BioNeMo: ESM-2 pre-training recipes on 64 H100s with validation perplexity tables (8M: 10.26, 650M: 7.14, 3B: 6.42). Evo2's 40kb context window for genomic variant effect prediction. Geneformer's single-cell foundation model with CELLxGENE Census integration (23.87M cells). The bionemo-scdl format and convert_h5ad_to_scdl conversion pipeline.

ALCHEMI Toolkit-Ops: GPU-accelerated neighbor list construction with auto-dispatch (naive O(N²) for under 5000 atoms, cell_list O(N) for larger).

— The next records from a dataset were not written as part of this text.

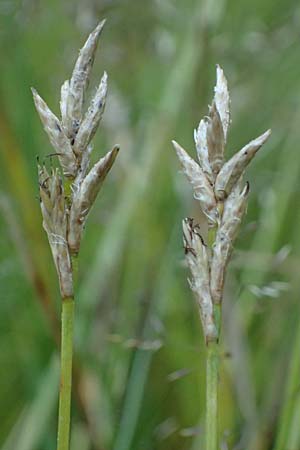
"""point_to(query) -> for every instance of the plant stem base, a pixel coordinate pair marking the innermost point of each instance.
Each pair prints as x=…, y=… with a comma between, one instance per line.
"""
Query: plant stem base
x=63, y=436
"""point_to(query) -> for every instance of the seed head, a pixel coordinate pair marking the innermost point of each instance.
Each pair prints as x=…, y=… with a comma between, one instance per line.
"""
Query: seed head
x=55, y=224
x=197, y=260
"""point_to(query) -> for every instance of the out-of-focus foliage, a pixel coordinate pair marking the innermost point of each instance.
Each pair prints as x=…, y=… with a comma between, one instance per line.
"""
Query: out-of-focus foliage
x=139, y=367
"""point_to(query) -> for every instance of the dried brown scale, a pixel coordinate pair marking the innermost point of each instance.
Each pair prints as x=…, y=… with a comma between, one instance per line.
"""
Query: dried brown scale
x=79, y=82
x=85, y=196
x=197, y=259
x=215, y=140
x=203, y=190
x=217, y=187
x=65, y=210
x=92, y=118
x=202, y=151
x=234, y=168
x=234, y=210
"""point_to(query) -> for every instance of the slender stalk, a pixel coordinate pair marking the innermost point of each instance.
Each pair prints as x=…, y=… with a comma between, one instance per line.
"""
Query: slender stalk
x=63, y=436
x=212, y=373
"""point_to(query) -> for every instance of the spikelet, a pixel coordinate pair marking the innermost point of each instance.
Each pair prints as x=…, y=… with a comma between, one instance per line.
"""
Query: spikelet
x=84, y=198
x=234, y=168
x=54, y=214
x=203, y=190
x=217, y=186
x=197, y=260
x=64, y=213
x=92, y=118
x=234, y=210
x=78, y=84
x=56, y=135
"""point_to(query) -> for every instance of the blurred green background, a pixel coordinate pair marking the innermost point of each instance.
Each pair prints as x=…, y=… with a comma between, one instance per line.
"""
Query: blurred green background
x=139, y=377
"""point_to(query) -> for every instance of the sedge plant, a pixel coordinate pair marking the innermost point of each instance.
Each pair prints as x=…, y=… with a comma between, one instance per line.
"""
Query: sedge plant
x=67, y=195
x=222, y=195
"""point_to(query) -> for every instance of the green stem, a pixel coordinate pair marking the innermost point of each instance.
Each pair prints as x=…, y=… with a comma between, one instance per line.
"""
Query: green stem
x=63, y=436
x=289, y=409
x=212, y=369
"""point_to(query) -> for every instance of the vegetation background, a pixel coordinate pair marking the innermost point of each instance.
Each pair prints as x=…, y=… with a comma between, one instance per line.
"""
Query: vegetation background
x=139, y=380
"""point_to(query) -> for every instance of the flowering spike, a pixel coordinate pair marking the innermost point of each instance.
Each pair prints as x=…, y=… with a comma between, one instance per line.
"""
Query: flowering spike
x=200, y=138
x=234, y=210
x=84, y=198
x=80, y=80
x=55, y=224
x=215, y=140
x=197, y=259
x=222, y=100
x=92, y=118
x=203, y=191
x=56, y=135
x=234, y=168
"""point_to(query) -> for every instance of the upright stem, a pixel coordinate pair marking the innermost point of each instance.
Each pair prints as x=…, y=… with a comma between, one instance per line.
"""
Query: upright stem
x=64, y=414
x=212, y=371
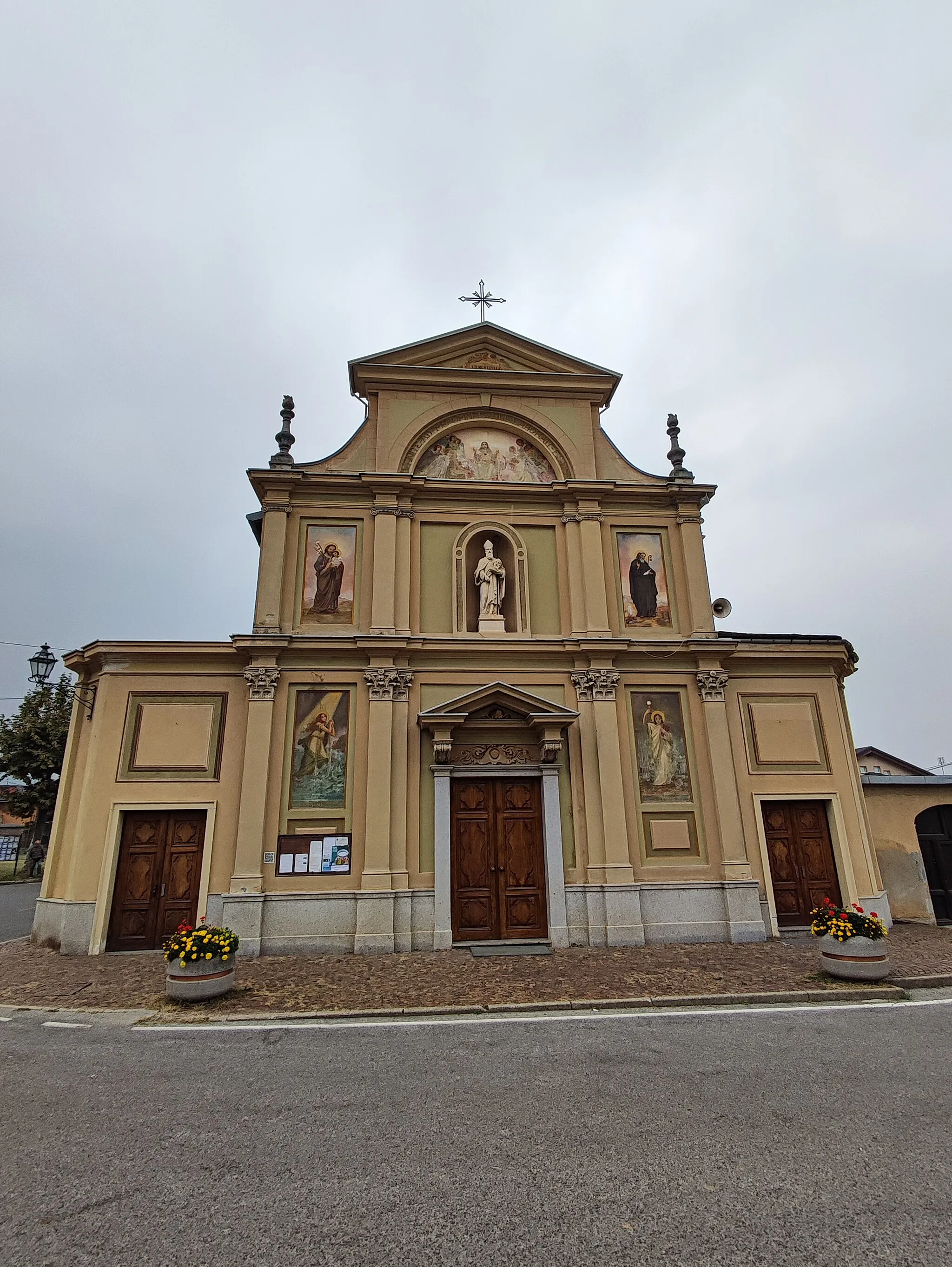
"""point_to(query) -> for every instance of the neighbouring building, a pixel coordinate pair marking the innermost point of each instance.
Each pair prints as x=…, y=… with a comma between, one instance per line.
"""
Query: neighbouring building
x=911, y=821
x=482, y=699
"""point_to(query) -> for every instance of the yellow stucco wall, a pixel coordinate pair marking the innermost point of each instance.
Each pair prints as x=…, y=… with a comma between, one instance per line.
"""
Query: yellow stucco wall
x=406, y=605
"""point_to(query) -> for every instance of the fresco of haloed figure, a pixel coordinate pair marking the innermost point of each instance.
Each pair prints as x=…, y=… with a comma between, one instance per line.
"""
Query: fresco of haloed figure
x=320, y=765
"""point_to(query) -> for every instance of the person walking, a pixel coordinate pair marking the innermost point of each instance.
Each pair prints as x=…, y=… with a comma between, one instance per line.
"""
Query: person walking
x=34, y=856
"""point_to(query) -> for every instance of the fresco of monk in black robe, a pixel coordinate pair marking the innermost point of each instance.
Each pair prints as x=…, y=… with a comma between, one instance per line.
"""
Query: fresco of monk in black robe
x=329, y=574
x=644, y=585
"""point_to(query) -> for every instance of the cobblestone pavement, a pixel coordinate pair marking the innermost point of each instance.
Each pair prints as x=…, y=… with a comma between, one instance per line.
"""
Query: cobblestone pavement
x=17, y=905
x=34, y=976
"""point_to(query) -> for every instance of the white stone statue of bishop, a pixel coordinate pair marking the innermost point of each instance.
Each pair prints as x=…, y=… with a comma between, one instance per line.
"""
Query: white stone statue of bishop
x=491, y=578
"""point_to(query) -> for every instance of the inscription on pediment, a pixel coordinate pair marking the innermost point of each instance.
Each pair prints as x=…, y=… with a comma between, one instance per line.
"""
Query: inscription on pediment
x=496, y=713
x=485, y=360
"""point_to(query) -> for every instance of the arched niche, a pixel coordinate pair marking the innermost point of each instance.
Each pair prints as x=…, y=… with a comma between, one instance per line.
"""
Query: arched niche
x=467, y=553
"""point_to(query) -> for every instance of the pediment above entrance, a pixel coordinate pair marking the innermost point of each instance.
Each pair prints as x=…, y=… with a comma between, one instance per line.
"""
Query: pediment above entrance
x=496, y=719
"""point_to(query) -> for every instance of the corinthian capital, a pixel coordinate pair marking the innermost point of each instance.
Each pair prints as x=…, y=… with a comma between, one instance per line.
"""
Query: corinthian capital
x=388, y=683
x=594, y=685
x=712, y=683
x=263, y=682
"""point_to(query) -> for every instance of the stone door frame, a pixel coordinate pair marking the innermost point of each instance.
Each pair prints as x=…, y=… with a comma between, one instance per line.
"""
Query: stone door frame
x=111, y=859
x=838, y=840
x=552, y=845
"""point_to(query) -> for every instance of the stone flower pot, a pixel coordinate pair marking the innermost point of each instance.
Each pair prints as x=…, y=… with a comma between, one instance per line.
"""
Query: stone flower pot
x=855, y=959
x=199, y=978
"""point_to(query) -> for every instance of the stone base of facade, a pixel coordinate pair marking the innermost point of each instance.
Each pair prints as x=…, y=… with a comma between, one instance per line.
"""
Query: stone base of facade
x=383, y=923
x=402, y=920
x=65, y=927
x=362, y=923
x=653, y=914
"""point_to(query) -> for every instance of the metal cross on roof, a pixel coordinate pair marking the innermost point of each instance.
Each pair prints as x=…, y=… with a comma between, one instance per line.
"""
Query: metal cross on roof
x=483, y=298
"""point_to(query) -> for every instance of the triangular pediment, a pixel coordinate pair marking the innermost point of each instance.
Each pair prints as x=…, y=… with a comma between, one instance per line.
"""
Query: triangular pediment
x=511, y=702
x=485, y=346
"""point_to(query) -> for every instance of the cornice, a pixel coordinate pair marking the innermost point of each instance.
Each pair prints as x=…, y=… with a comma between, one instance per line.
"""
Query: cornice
x=377, y=376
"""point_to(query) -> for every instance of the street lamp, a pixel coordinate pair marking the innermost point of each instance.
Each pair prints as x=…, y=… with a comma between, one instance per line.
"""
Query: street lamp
x=41, y=666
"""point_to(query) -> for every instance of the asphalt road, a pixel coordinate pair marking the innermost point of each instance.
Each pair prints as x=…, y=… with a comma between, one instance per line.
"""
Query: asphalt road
x=765, y=1138
x=17, y=906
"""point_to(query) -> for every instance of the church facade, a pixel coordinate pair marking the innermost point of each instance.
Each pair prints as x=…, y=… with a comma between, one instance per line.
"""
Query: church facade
x=483, y=699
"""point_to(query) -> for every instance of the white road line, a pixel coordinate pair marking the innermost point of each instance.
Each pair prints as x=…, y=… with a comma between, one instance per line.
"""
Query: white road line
x=548, y=1018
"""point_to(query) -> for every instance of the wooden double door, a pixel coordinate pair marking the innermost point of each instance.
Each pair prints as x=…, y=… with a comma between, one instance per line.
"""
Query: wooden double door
x=497, y=861
x=935, y=830
x=158, y=877
x=803, y=867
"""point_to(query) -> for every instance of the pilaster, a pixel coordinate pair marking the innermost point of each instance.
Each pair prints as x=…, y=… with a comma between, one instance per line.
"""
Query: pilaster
x=386, y=685
x=712, y=682
x=596, y=690
x=590, y=520
x=401, y=600
x=400, y=875
x=699, y=594
x=386, y=514
x=573, y=553
x=263, y=683
x=271, y=564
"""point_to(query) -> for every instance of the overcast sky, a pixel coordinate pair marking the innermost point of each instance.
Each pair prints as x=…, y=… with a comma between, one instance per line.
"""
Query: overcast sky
x=742, y=207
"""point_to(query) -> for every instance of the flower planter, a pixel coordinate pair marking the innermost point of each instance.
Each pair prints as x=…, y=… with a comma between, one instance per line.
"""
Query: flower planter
x=199, y=978
x=855, y=958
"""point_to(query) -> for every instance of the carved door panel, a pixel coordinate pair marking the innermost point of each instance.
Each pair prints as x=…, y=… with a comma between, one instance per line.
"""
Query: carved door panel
x=178, y=895
x=497, y=863
x=803, y=868
x=522, y=867
x=156, y=880
x=475, y=909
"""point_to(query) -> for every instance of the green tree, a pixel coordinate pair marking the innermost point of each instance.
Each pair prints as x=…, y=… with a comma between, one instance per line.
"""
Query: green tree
x=32, y=746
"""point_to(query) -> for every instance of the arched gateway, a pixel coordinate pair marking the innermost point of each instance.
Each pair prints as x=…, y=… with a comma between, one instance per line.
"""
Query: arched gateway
x=483, y=699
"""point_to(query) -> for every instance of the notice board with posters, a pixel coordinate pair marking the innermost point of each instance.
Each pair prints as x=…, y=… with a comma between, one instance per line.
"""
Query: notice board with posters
x=313, y=854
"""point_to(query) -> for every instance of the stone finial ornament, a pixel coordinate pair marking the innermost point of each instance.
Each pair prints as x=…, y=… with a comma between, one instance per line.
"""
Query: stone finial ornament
x=676, y=454
x=284, y=437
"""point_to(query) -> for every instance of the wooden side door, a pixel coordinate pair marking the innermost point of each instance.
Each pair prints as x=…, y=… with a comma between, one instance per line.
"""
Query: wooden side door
x=803, y=868
x=182, y=872
x=935, y=830
x=473, y=861
x=158, y=877
x=520, y=859
x=132, y=924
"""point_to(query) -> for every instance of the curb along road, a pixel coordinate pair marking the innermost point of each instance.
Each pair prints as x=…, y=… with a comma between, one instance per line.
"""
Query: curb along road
x=895, y=992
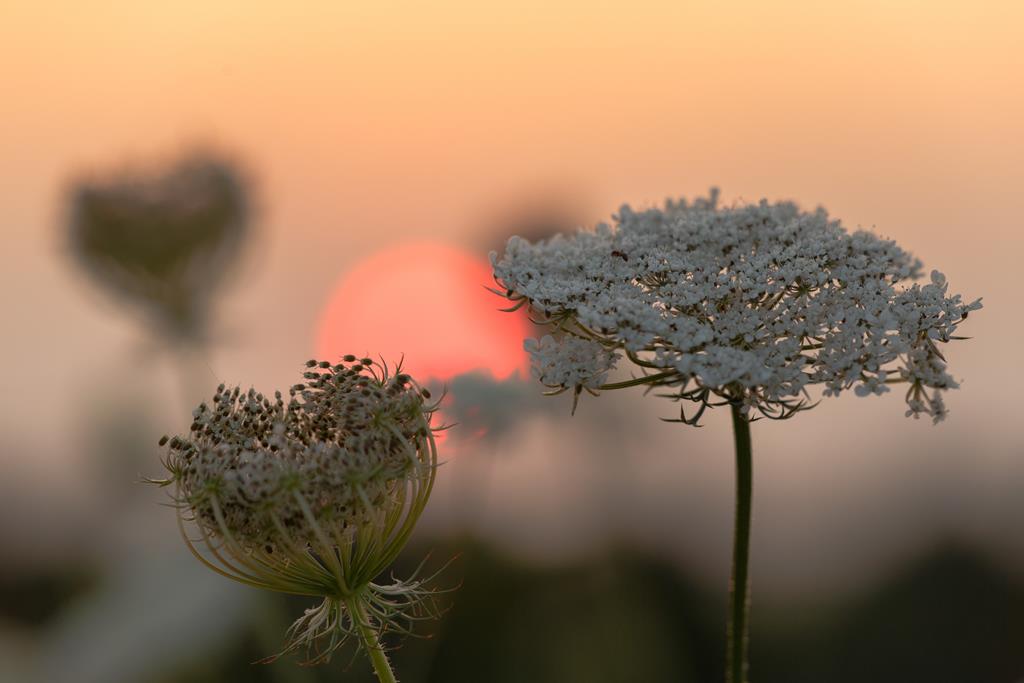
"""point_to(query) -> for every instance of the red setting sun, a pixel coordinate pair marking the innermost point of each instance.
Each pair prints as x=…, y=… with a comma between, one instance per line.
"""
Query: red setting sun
x=426, y=302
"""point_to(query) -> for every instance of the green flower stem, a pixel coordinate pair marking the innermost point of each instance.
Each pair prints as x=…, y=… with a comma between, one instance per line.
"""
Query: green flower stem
x=370, y=642
x=737, y=632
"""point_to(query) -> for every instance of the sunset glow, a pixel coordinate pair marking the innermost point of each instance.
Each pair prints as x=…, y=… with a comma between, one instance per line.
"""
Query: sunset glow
x=424, y=302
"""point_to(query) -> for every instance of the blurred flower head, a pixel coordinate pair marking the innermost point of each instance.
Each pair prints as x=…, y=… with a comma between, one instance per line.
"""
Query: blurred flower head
x=749, y=304
x=163, y=239
x=315, y=495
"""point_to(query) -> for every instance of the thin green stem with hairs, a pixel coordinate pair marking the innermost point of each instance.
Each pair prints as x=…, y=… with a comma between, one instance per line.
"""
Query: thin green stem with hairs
x=737, y=630
x=371, y=643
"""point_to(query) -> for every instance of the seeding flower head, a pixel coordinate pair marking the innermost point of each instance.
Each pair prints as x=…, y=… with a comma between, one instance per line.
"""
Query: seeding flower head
x=313, y=495
x=750, y=304
x=162, y=239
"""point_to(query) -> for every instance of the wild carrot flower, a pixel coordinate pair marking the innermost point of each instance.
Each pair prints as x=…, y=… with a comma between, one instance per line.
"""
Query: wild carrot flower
x=162, y=239
x=313, y=495
x=748, y=306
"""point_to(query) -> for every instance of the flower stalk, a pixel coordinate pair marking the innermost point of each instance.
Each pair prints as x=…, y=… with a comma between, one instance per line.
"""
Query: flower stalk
x=737, y=629
x=751, y=306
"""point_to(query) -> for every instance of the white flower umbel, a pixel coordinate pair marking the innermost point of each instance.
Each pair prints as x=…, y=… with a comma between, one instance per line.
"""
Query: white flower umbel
x=749, y=306
x=314, y=495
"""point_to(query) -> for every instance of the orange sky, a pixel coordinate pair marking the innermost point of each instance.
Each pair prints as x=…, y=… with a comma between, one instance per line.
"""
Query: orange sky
x=368, y=124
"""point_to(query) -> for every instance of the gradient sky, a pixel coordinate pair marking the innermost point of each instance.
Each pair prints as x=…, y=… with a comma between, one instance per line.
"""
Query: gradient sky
x=368, y=124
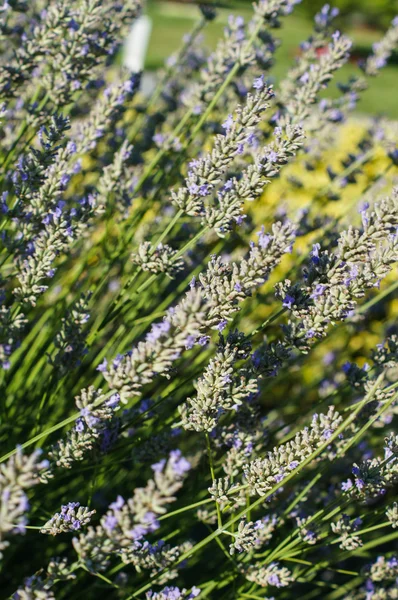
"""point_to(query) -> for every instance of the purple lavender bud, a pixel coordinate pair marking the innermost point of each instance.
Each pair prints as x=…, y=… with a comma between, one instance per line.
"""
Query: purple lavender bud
x=259, y=83
x=288, y=301
x=158, y=467
x=228, y=123
x=118, y=504
x=103, y=366
x=222, y=325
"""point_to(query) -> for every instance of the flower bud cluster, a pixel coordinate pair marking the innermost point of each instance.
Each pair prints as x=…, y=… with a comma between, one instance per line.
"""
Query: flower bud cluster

Ewald summation vs PME decision boundary. DFT-D3 dispersion with BJ damping parameters per functional (PBE: a1=0.3981, a2=4.4211, s8=0.7875). Pre-allocation patterns for torch.compile compatibility.

CUDA Quantum: Kernel syntax with cudaq.qubit allocation. Noise channel composition with Kraus operators. QPU backend configs for IonQ, Quantinuum, IQM, OQC. Multi-GPU distribution with cudaq.sample_async and mqpu targets.

How It Was Built

Each skill went through a deep audit cycle. Extract every page from the official documentation. Read what exists in the skill files. Run a gap analysis.

Update or create files.

Why This Format

Skills are just markdown files. No infrastructure. No vector database. No embedding pipeline. An agent loads the file, reads it, and has the knowledge. If PhysicsNeMo ships a new release with breaking changes, you update the markdown. The "retraining" cost is editing a text file.

The constraint that matters is the 500-line limit on SKILL.md. It forces you to be opinionated. You can't dump every API — you have to decide what's important, what's the right default, what the agent should reach for first. The references/ directory is where depth lives, but the skill file is where judgment lives.

The format is fully compatible with Claude Code Skills, OpenAI Codex Skills, and the agentskills.io specification. Same directory structure, same markdown files. Drop a skill into any of these systems and it works. No adapter layer, no conversion — the skill catalog is agent-runtime agnostic by design.

This is the same pattern from my earlier work on inference-time skill acquisition. The difference is scope. That post was about a single skill built in a single session. This is a catalog that I plan to grow and maintain continuously.

Where This Is Going

The repo just launched with four NVIDIA skills. The goal is to cover every major accelerated compute workload — mature and experimental. Physics engines, quantum compilers, molecular dynamics simulators, climate models, genomics pipelines, HPC job schedulers, distributed training frameworks. If it runs on GPUs, TPUs, or QPUs and has a nontrivial API surface, it's a candidate.

Each skill gets the same treatment: deep audit against official docs, structured into the SKILL.md + references format, kept current as releases ship. The catalog grows incrementally — new skills added, existing ones updated when frameworks evolve.

The format isn't limited to NVIDIA either. Any major framework, SDK, engine, or simulator with accelerated compute backends fits the same structure. The skill just needs to encode the operational knowledge that makes an agent competent: what the APIs are, when to use what, and what breaks if you get it wrong. The long-term aim is a comprehensive reference that lets any agent — mine or yours — walk into a specialized HPC domain and be productive immediately.

The repo is open source: github.com/dtunai/agent-skills-for-compute.

Four skills and 28 reference files today, covering quantum circuits to molecular dynamics. More coming.